The MPC is working with the Bossier Parish Police Jury and Town of Benton to craft an ordinance that would put regulations on billboards and cell towers in the area.
“It’s kind of like the ‘Wild Wild West.’ Not having any regulations there leaves the door wide open,” said Carlotta Askew-Brown, assistant director of the MPC. “We’re seeking reasonable measures to protect homeowners and businesses.”
Currently, the Benton area doesn’t have any regulations regarding how many off-premise signs, commonly called billboards, can be beside each other, how many can be put in a row, or how close they can be to a home. The only regulation is that it must be in a commercially-zoned district.
“The problem is commercial property has homes all around it. Those residents will be negatively impacted, especially at night when it’s brightest,” said Askew-Brown.
She added there were no issues until currently because many billboard companies assumed that the current billboard ordinance went throughout the parish.
That all changed when a billboard went up at the corner of Benton Road and Kingston Road.
“No one inquired until the request to put the billboard at Benton and Kingston,” she said. “Everyone found out they could put a billboard there and not have any rules and I can’t stop them legally.”

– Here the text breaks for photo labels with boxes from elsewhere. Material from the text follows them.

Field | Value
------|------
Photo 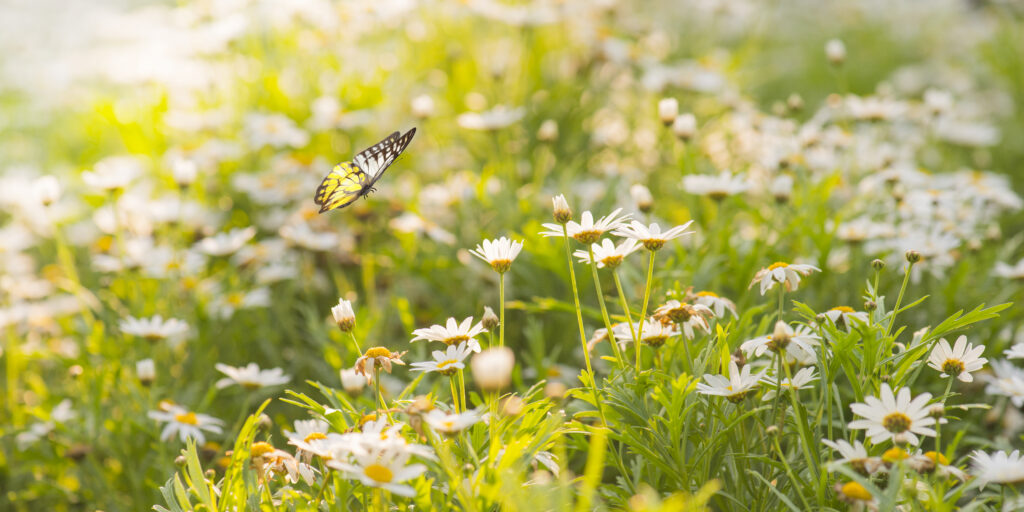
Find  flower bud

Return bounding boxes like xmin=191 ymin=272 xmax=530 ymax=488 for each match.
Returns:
xmin=339 ymin=368 xmax=367 ymax=394
xmin=480 ymin=306 xmax=501 ymax=331
xmin=331 ymin=299 xmax=355 ymax=333
xmin=657 ymin=97 xmax=679 ymax=126
xmin=551 ymin=194 xmax=572 ymax=224
xmin=135 ymin=359 xmax=157 ymax=387
xmin=630 ymin=183 xmax=654 ymax=213
xmin=537 ymin=119 xmax=558 ymax=142
xmin=825 ymin=39 xmax=846 ymax=66
xmin=470 ymin=347 xmax=515 ymax=391
xmin=672 ymin=113 xmax=697 ymax=141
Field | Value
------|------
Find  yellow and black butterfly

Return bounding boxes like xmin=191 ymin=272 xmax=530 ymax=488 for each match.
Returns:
xmin=313 ymin=128 xmax=416 ymax=213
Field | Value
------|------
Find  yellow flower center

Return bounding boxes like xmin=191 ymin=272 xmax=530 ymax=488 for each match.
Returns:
xmin=362 ymin=347 xmax=391 ymax=357
xmin=174 ymin=413 xmax=199 ymax=425
xmin=882 ymin=413 xmax=911 ymax=434
xmin=942 ymin=359 xmax=965 ymax=377
xmin=441 ymin=334 xmax=469 ymax=345
xmin=842 ymin=481 xmax=871 ymax=502
xmin=362 ymin=464 xmax=394 ymax=483
xmin=302 ymin=432 xmax=327 ymax=442
xmin=249 ymin=441 xmax=273 ymax=459
xmin=925 ymin=452 xmax=949 ymax=466
xmin=882 ymin=446 xmax=909 ymax=463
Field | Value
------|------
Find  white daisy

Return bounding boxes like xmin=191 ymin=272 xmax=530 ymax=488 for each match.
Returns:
xmin=146 ymin=404 xmax=224 ymax=444
xmin=120 ymin=314 xmax=188 ymax=341
xmin=761 ymin=367 xmax=818 ymax=400
xmin=196 ymin=226 xmax=256 ymax=256
xmin=572 ymin=239 xmax=640 ymax=268
xmin=849 ymin=384 xmax=935 ymax=445
xmin=410 ymin=341 xmax=473 ymax=376
xmin=683 ymin=170 xmax=750 ymax=200
xmin=928 ymin=336 xmax=988 ymax=382
xmin=410 ymin=316 xmax=487 ymax=352
xmin=739 ymin=322 xmax=821 ymax=361
xmin=971 ymin=450 xmax=1024 ymax=487
xmin=612 ymin=220 xmax=694 ymax=251
xmin=469 ymin=237 xmax=522 ymax=273
xmin=423 ymin=409 xmax=481 ymax=435
xmin=653 ymin=299 xmax=715 ymax=339
xmin=214 ymin=362 xmax=292 ymax=389
xmin=992 ymin=259 xmax=1024 ymax=280
xmin=824 ymin=306 xmax=868 ymax=331
xmin=748 ymin=261 xmax=821 ymax=295
xmin=541 ymin=208 xmax=630 ymax=244
xmin=697 ymin=361 xmax=763 ymax=403
xmin=327 ymin=447 xmax=427 ymax=498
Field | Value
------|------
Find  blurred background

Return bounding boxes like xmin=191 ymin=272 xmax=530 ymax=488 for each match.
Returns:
xmin=0 ymin=0 xmax=1024 ymax=511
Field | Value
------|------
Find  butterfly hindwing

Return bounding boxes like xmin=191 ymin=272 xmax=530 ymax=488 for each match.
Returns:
xmin=313 ymin=162 xmax=369 ymax=213
xmin=352 ymin=128 xmax=416 ymax=185
xmin=313 ymin=128 xmax=416 ymax=213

She said the MPC has received complaints, saying, “A lot of that is they’re not used to that type of thing in the parish. They’re concerned that it affects property values.”

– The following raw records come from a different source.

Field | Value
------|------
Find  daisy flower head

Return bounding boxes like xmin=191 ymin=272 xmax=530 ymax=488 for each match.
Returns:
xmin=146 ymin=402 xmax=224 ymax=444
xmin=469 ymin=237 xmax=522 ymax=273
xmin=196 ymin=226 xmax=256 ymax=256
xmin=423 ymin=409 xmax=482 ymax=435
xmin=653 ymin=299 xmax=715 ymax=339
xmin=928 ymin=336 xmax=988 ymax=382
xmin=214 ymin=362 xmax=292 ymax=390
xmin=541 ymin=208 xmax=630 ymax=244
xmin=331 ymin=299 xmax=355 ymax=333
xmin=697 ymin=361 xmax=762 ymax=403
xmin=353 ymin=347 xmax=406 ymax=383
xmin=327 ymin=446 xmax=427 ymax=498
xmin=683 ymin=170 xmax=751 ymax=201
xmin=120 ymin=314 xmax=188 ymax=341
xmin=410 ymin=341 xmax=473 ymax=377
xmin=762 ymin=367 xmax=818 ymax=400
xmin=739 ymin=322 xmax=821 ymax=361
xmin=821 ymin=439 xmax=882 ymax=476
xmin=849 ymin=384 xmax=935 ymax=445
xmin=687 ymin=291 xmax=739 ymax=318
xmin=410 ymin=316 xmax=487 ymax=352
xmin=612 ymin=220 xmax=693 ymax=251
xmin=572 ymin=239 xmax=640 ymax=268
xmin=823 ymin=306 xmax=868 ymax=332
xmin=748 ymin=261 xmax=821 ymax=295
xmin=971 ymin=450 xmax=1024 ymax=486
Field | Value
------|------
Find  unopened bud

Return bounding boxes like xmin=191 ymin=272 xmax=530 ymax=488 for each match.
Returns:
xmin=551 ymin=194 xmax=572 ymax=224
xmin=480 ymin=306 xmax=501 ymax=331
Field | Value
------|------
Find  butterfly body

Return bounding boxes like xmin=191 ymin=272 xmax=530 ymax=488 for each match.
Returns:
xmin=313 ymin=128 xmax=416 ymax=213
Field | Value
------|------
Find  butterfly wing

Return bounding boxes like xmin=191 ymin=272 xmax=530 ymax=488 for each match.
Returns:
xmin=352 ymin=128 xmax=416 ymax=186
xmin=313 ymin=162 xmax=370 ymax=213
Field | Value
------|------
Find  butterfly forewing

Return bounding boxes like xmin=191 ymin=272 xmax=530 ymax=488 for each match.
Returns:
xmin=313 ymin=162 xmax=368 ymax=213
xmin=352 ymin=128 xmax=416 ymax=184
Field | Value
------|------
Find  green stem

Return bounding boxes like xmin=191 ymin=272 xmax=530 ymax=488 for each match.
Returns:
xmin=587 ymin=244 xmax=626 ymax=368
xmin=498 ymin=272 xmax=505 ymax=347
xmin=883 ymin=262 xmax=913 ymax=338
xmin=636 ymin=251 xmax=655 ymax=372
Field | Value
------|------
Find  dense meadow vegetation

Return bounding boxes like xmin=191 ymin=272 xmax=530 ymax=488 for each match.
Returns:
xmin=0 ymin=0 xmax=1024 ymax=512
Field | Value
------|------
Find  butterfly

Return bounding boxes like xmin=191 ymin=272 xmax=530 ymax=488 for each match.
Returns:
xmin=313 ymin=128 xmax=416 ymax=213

Currently, both the Police Jury and Town of Benton have called a six-month moratorium.
The MPC is working on crafting an ordinance similar to that of the one in place for Bossier City. This would mean spacing requirements from residential-zoned properties, size requirements, requirements on how many can be placed on one site, and a night sky ordinance to require dimming at night.
“We just re-did the billboard ordinance and it’s working out really well. Because we handle Bossier City, Bossier Parish and the Town of Benton, we want it to be similar so you don’t have to memorize all these different rules,” Askew-Brown explained.
As for cell towers, Askew-Brown noted that the current ordinances are so dated that telecommunication towers weren’t common, and now they’re beginning to proliferate.
“The problem stems from people not liking the way the look. They have to be taller in the parish, we’re talking 200-300 feet tall,” she said. “And you’ll see a whole lot more of that as the parish grows.”
“The public is concerned about neighboring properties being affected in the case of a collapse. But we can require proof that the tower will be built where it falls in pieces,” she added.
The MPC can also require co-location to allow multiple carriers per tower to avoid multiple towers for each different service provider, as well as distance requirements.
The issue was originally raised during the Police Jury’s meeting in early May when Sam Marsiglia, director of the MPC, told jurors, “Business in Benton is good. With that comes growing pains.”
Askew-Brown said the Police Jury and town trust them to craft the ordinance and bring it to both bodies for approval.
“They know we have the expertise and want us to come up with something and bring it to them. They’re leaving it up to us because we deal with it all the time and they don’t.”
The MPC will have a public hearing on Aug. 6 before it is reviewed by the MPC board and then taken before the Police Jury and Benton Town Council.
“With the growth going north, we need to jump in front of it before it gets out of hand,” Askew-Brown added.